Edward A. Duncan, DBA
Lecturer
Jackson School of Geosciences, The University of Texas at Austin

Abstract

The North Slope of Alaska is a legendary petroleum producing province.  Three major petroleum systems have delivered more than 100 Billion barrels of oil in place across the central North Slope region.  While the exploration history for petroleum dates to pre1950, the basin opening discovery of the Prudhoe Bay Field did not occur until 1967.  Additional discoveries followed quickly with the Kuparuk River Field in 1969 and multiple smaller oil fields added periodically up until 1990.  From 1990 until 2015, the North Slope recorded no significant new field discoveries having been labeled an exhausted basin with little to offer in the sense of volumetric or commercial materiality from new fields.

The overarching driver of the major petroleum systems in North Alaska are the Brookian Foreland basin depositional sequences filling the basin from west to east.  Foreland basin fill provided the burial to deliver the thermal stress needed to mature the basin’s source rocks but why no major discoveries in the foreland basin fill?  By the mid 80’s, at a play level, the Brookian foreland fill checked every box – source, reservoir and seal all proven present and effective but where is the oil accumulating?

Beginning in the 2010, a small number of technically astute, aggressive exploration companies began acquiring regionally extensive 3D seismic data sets.    Classical seismic sequence analysis had identified multiple occurrences of “systems tract” level areas of interest across an expansive portion of the Central North Slope.

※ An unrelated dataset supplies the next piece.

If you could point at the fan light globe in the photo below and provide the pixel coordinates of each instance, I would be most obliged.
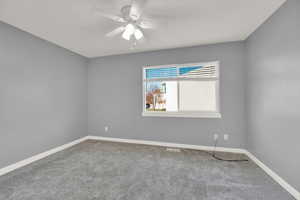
(129, 31)
(138, 34)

These new 3D data sets were aimed at an emerging source reservoired play in the Triassic Shublik Formation and expanding the geophysical toolkit to interrogate the seismic data for lithology and pore fluid prediction in conventional plays using AVO and Inversion modeling.  Focused drilling of lowstand shelf margin systems and lower slope to basin floor fan complexes ensued in 2015.  To date, at least 6 new field discoveries in conventional plays have been documented with more, almost certainly, to come.  Cumulatively, the last 4 years of exploration have added in excess of 7 Billion barrels of oil in place.  Development planning is well underway and the production renaissance in North Alaska is here.